Home Among Weakest Categories

James Mammarella, November 26, 2007

Home furnishings powerhouse JCPenney bit the bullet in its third-quarter earnings release and took its bitter medicine with the simple statement: "Management now expects fourth-quarter earnings to be in a range of $1.65 to $1.80 per share. This compares with previous guidance of $2.41 per share."

JCPenney's third-quarter income from continuing operations of $261 million was down 8.7% from the year-ago period's $286 million. Gross margins took a 5.3% hit year-over-year, even though JCP carefully trimmed SG&A costs by 2.1%.

Quarterly net sales of $4.73 billion edged down 1.1% from $4.78 billion last year. Same-store sales fell 3.5%.

The weakest categories, the company said: children's apparel and "big-ticket home."
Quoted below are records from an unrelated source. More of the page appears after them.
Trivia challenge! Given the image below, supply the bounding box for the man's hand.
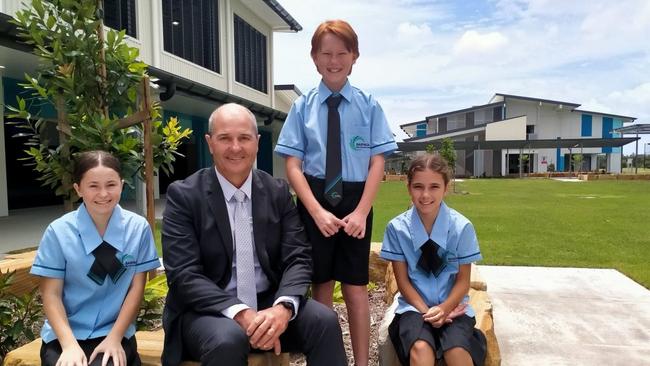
[246,304,291,354]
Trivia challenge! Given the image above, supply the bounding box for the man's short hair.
[311,19,359,59]
[208,103,258,136]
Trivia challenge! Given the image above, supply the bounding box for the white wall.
[485,116,526,141]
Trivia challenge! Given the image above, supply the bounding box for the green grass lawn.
[155,179,650,288]
[372,179,650,288]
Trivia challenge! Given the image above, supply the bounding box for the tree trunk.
[56,94,76,212]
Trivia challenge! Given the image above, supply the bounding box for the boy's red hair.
[311,19,359,59]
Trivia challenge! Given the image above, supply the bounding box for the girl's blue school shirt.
[381,202,483,316]
[275,80,397,182]
[31,204,160,343]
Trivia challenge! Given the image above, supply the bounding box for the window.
[235,15,268,93]
[415,123,427,137]
[162,0,220,72]
[580,114,592,137]
[104,0,138,38]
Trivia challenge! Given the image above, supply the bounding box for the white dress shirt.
[214,167,299,320]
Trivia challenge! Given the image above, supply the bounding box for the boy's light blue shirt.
[275,80,397,182]
[30,204,160,342]
[381,202,483,316]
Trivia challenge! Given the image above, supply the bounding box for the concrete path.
[479,266,650,366]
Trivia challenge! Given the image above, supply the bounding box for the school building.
[399,93,637,177]
[0,0,307,217]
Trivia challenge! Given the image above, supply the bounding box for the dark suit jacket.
[162,167,312,366]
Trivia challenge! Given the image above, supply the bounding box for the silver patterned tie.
[233,190,257,310]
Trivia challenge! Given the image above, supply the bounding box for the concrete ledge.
[0,251,39,295]
[3,330,289,366]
Analysts on the conference call peppered management with questions on the home furnishings front. One even asked if the 1,067-unit department store operator planned to retreat from the category in 2008.

A steadfast chairman and ceo Myron Ullman declared, "We are very enthusiastic about the leadership we have in the home business and our merchants are very optimistic about our ability to build back the business."
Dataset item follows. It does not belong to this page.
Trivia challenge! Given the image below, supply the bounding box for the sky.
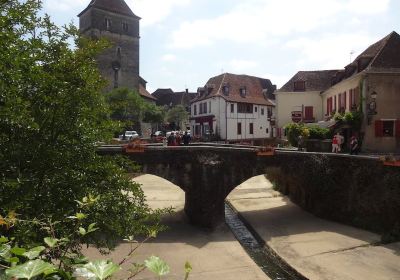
[43,0,400,93]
While acknowledging JCP is "not counting on [home] for a lot of growth at the moment," Ullman emphasized that shoppers consistently say JCP is "the No. 1 place for the brands they're looking for in the home" and there would be no walking away from any part of the business. (At No.2 on the HTT Top 50 Retailing Giants list, JCP had $3.065 billion in 2006 home textiles sales.)

He then observed of the competitive climate: "You may have seen Macy's had some incremental improvement in home after three years or more of very difficult business."
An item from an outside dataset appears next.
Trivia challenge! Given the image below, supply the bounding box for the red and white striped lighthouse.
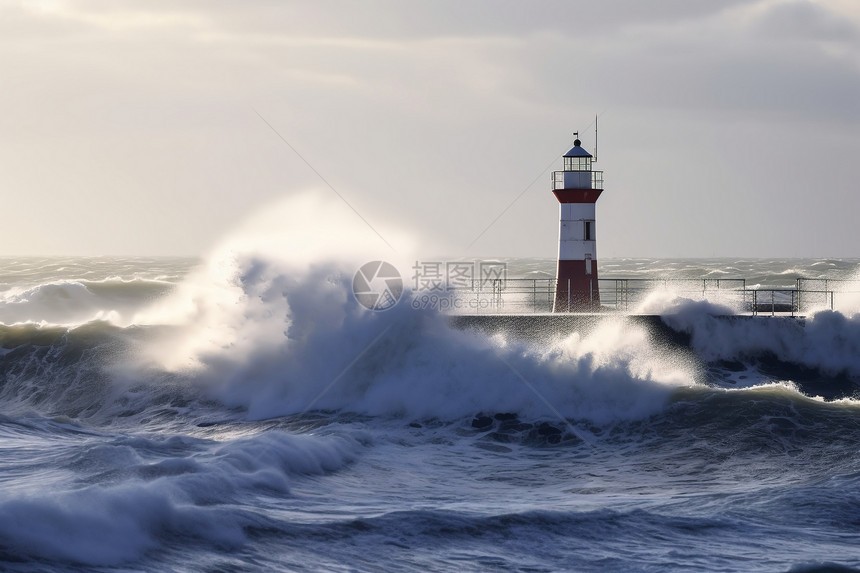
[552,134,603,312]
"It's important to point out, over the last four months we had the No.1 comp increase of all mall anchors as well as specialty stores in the middle of the mall — and we are ahead of our big-box competitors head-to-head in terms of comps," Ullman stated.

Mentioning his company's disappointment with its own September and October sales, Ullman noted the JCP comp gain 2.4% for the July-August period and its 6% comp increase in back-to-school merchandise, an indication that promotional events are key in the current retail environment.

"Our direct business has been particularly soft," Ullman added, "and has had a significant impact on our results — reflecting that it is driven about 50% by sales in home categories."

Internet sales through increased 11.8% for the quarter, the company reported, and followed a 27.0% increase last year. Total Direct sales, which include, print and outlet stores, decreased primarily as a result of declines in the print business.

Asked about the problems with "big-ticket home," Ullman said, "The decline in new home starts and decline in consumer remodels in resale homes doesn't bode well for dramatic improvements in window coverings and big-ticket furniture in the near term."

For the fourth quarter, the company projects a low-single-digit decline in its department store comps and a mid-single-digit decline in direct sales.